Perhaps, it’s because I have a (slight) background in musical theater, but I found this documentary to be absolutely enthralling. To see people rehearsing and performing and going about even the other aspects of their lives, it brought me right back into the world of performing arts and immersed me in that sense of adrenaline and awe. The film is a combination of interviews with the members of the chorus interspersed with actual performances of their plays and also dress/ regular rehearsals. You become quite attached to the different people who are being interviewed and their stories and hopes and dreams and attachments. It’s a really human picture. One scene struck me as being particularly beautiful. A husband and wife who met each other through the opera sing a song together in their home. And, in any other circumstance, this could have been kitsch and maudlin, but in this film and with this couple, it was so sweet and sincere. It was just deeply touching.

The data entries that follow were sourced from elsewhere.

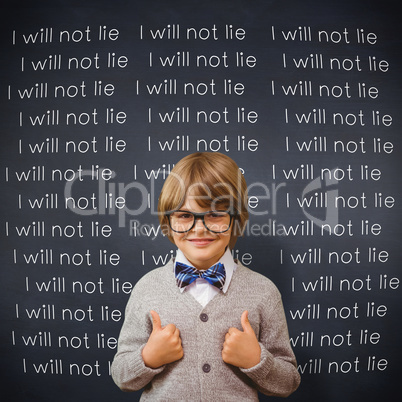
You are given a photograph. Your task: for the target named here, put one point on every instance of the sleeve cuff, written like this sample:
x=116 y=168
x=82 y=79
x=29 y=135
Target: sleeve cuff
x=261 y=369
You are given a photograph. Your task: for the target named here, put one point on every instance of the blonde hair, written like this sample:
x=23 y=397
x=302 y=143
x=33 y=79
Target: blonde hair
x=214 y=181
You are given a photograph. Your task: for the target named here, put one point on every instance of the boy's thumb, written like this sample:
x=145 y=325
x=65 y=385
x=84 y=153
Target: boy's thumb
x=156 y=321
x=245 y=323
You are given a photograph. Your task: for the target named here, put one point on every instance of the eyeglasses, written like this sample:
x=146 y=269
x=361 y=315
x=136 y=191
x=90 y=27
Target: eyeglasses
x=215 y=221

I left the film with an immense desire to go out and watch as many operas as I could. Gosh, the operas showed had such beautiful music and such ornate stage direction and design. It was lovely. I also had a desire to start acting again but that has passed again already fortunately. If you were in theater ever or you simply just love the performing arts but never performed yourself, you need to watch this film. It’s that plain and simple. The only people I wouldn’t recommend it to are uncultured types with no interest in the higher arts. You really owe it to yourself to check this out.